The Intelligence Problem
Beneath the surface of scientific collaboration and diplomatic courtesy lies a hard-edged intelligence problem. The Jesuits maintain one of the most sophisticated information networks in the seventeenth-century world. The Society of Jesus operates on four continents. Its members write detailed letters -- the famous Jesuit Relations -- that circulate among the order's houses and colleges across Europe and Asia. Information about unusual events in China could, through these channels, reach Lisbon, Madrid, Rome, or Paris within a year or two.
The transmigrators' Political Security Bureau takes the Jesuit information network very seriously. They monitor contacts between their people and the Jesuit mission carefully. They develop protocols for what can and cannot be shared. They cultivate their own sources within the Jesuit community, seeking to understand what the priests know and what they suspect. This counter-intelligence effort against a friendly organization captures one of the novel's recurring themes: that the transmigrators' need for secrecy creates moral compromises that sit uncomfortably alongside their modernizing mission.

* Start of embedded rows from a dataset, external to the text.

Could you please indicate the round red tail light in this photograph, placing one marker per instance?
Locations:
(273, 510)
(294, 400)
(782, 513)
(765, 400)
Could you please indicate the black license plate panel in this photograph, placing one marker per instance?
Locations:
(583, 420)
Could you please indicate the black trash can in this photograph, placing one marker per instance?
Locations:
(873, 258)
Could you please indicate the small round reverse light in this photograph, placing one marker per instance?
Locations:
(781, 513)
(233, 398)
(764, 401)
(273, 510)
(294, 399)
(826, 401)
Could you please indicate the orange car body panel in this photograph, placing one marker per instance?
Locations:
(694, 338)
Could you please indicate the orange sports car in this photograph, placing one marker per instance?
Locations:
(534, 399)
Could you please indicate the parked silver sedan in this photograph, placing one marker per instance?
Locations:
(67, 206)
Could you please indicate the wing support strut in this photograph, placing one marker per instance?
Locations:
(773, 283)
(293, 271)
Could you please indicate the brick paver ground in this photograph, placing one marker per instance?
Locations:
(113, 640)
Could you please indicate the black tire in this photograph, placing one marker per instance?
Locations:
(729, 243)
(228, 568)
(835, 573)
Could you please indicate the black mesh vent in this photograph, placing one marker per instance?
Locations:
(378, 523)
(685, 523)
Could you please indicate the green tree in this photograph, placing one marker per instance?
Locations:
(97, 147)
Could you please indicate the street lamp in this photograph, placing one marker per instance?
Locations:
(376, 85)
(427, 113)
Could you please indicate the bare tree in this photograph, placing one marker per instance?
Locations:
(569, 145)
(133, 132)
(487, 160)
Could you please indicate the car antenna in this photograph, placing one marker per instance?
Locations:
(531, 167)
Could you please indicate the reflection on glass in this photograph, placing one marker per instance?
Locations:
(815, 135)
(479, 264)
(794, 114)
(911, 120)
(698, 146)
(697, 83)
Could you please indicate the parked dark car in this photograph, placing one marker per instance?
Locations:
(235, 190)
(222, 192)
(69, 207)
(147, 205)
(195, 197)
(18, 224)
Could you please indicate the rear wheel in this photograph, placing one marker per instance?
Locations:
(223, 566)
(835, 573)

The irony is not lost on the novel's characters or its readers. The Jesuits came to China with the genuinely benevolent intention of sharing knowledge and saving souls. The transmigrators came with the genuinely benevolent intention of preventing the catastrophes of the seventeenth century -- the Manchu conquest, the famines, the wars that would kill tens of millions. Both groups believe they are acting for the good of the people around them. Both groups practice deception to achieve their goals. The parallel is uncomfortable and illuminating, and the novel is wise enough to let it resonate without resolving it into easy moral clarity.
A Mirror Held Up to the Project
Ultimately, the Jesuits serve a narrative function that goes beyond their practical role as allies or threats. They hold a mirror up to the transmigrators' entire enterprise. Like the transmigrators, the Jesuits are outsiders who have inserted themselves into Chinese society with the intention of transforming it. Like the transmigrators, they use superior knowledge as their primary tool of influence. Like the transmigrators, they navigate the tension between genuine respect for Chinese culture and an unshakeable conviction that they know better. The Jesuits' successes and failures in China prefigure the transmigrators' own, and the novel uses this parallel to ask questions about cultural contact, technological superiority, and the ethics of intervention that have no easy answers.
The Jesuits spent two centuries in China. They made converts, they influenced imperial policy, they built lasting institutions -- and in the end, they were expelled when the cultural contradictions of their presence became untenable. The transmigrators have more power and more knowledge, but they face the same fundamental challenge: how do you change a civilization without destroying what makes it worth saving? The Jesuits' experience suggests that this question is harder than any problem of engineering or economics, and the novel's willingness to engage with it through the lens of the Jesuit relationship is one of its most intellectually ambitious moves.